Spring is in the Air

  We have now welcomed March with open arms. Glad that the worst of winter is behind us and that spring is just around the corner. But with spring means rain, warmer weather and... shedding. This is the time of year where our horses transform from our fluffy equine teddy bears to our beautiful horses with their shiny coats. Now to get from point A to point B, it takes a bit of time. Their hair sticks to everything and it seems like they haven't shed of a single hair the next day we see them.
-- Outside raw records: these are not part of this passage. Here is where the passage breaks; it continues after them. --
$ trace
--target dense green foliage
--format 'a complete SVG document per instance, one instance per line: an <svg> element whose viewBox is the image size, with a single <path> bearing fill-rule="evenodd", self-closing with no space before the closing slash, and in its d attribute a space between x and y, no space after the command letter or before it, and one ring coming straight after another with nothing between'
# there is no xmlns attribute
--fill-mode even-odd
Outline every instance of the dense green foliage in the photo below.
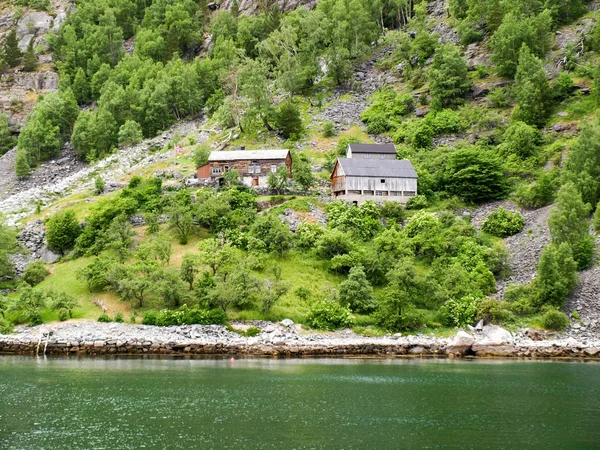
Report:
<svg viewBox="0 0 600 450"><path fill-rule="evenodd" d="M481 231L485 231L493 236L505 238L517 234L525 226L525 220L518 211L507 211L503 207L493 211L481 226Z"/></svg>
So be patient, all the heavy winter hair will disappear soon enough.

  So what can we do to help our horse shed off his winter coat? Well, spending some extra time grooming is a great idea. Take out that curry comb and the shedding blade and get to work. Sure you may end up looking like Bigfoot, but your horse will be thankful.

  I don't understand why people will decide to use clippers to get rid of their horse's winter coat. Sure it's a lot less messy and you will get done a lot faster, but it will affect your horse a lot more than you realise. How would you like it if you were wearing your big winter coat outside all winter and when it starts to get a little warmer, you decide go out the next day wearing a tee shirt? It would be such a dramatic difference and you would be cold. Even though it's too hot to wear a winter coat, it's not hot enough to wear just a tee shirt. Instead, you have to wear a lighter jacket or a sweater and wait for the weather to warm up a little bit more. So why would you do that to your horse?
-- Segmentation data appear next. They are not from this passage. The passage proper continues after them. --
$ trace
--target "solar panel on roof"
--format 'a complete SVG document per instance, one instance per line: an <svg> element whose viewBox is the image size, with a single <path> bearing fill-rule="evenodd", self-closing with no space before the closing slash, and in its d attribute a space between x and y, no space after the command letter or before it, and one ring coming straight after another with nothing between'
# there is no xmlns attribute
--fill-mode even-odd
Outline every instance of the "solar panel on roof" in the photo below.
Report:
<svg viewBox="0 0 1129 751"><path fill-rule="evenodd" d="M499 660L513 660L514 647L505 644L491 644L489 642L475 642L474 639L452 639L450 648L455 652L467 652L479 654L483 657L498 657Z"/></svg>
  When you clip all of this winter coat off in one shot, it's as if you are making him wear that tee shirt. It's going too much of a shock for him and chances are he might get sick or grow his coat in again. So what's the point? In my opinion, the "quick and easy" method never works with horses. It's the "slow and steady" method that works the best.
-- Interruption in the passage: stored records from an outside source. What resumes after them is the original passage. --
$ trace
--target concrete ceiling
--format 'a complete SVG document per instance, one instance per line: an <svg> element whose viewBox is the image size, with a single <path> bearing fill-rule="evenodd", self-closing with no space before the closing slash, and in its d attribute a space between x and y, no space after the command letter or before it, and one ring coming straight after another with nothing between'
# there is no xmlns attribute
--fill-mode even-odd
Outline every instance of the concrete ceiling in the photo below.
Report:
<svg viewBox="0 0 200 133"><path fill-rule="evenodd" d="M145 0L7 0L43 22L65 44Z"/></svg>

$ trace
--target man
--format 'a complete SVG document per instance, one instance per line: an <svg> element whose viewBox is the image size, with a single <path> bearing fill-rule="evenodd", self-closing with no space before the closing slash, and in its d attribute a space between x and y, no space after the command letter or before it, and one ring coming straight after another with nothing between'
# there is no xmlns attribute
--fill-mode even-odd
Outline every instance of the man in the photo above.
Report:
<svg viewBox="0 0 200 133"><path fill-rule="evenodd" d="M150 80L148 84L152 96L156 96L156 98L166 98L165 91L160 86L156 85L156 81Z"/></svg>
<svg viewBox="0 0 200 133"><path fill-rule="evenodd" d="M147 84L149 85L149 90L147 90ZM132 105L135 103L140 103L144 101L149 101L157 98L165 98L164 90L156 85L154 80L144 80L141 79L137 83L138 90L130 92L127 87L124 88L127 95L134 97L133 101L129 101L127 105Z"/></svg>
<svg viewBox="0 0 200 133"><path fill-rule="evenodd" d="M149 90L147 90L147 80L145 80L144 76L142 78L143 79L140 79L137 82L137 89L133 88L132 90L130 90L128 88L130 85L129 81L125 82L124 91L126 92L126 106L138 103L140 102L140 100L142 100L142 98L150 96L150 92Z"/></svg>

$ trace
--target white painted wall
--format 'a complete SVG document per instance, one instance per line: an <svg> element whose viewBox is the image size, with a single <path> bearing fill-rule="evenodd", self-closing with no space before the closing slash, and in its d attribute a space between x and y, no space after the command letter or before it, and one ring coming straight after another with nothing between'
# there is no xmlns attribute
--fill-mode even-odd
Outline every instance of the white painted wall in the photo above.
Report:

  It's also a good idea to let him out in a paddock. That way he can rub himself on something like a tree to get rid of that thick coat. He may also decide to roll, leaving a big carpet of fur on the ground. Now don't get upset if he does roll, he's just helping you out. And besides, you're going be be spending some time brushing him anyway. So what's the big deal?

  Take the time to shed off that winter coat a little at a time. It will also give you the time to bond and grow your relationship a little more. Soon enough your happy and healthy horse won't have a winter coat any more and all your hard work will have paid off.

  I hope that you are lucky enough to have beautiful warm weather where you live. Right now all I can see is snow out from my window, but I'm happy to say that it is melting. Hopefully, we will all be seeing images like the one above around us really soon.